Apparently, though, Petroleum Week made a slight miscalculation. According to Wikipedia, a thousand mature coconuts yield approximately 70 liters of coconut oil, which is to say that fourteen coconuts make one liter of the stuff. And according to the Boeing.com website, the 747 family of aircraft has an average fuel mileage consumption rate of nineteen liters per mile. So a flight of 221 miles would require 221 x 19 = 4,199 liters of coconut oil. And at the rate of fourteen coconuts per liter, the flight would require only 4,199 x 14 = 59,985 coconuts.
But that’s still a lot of coconuts. And people eat coconuts.
By contrast, both the Air New Zealand and Continental Airlines demonstration flights were powered in part by jatropha oil, which, because it’s made from a nonfood crop, at least had the advantage of avoiding the food-for-fuel problem (unless land normally used for food is displaced to grow the jatropha plants). Nevertheless, the global aviation industry currently burns through about 240 million tons of jet fuel per year, and one industry journal calculated that producing that amount of fuel from jatropha alone would require planting a land area that was twice the size of France.
So maybe biofuels really are the fuel of the future—and always will be.
If time travel ever becomes possible, the Carboniferous period, which lasted for some 74 million years, from about 360 million to 286 million years ago, would be a good era to avoid.

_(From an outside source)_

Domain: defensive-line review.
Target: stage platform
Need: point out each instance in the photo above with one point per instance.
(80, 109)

Huge insects crawled, crept, and flitted across the earth. Two of them were the largest known insects of all time, the centipede Arthropleura, which grew to a length of more than eight feet, and the giant dragonfly Meganeura, which had a wingspan of some two and a half feet. These enormous dimensions were possible because at that time oxygen made up 35 percent of total air volume (rather than our current wimpy 21 percent).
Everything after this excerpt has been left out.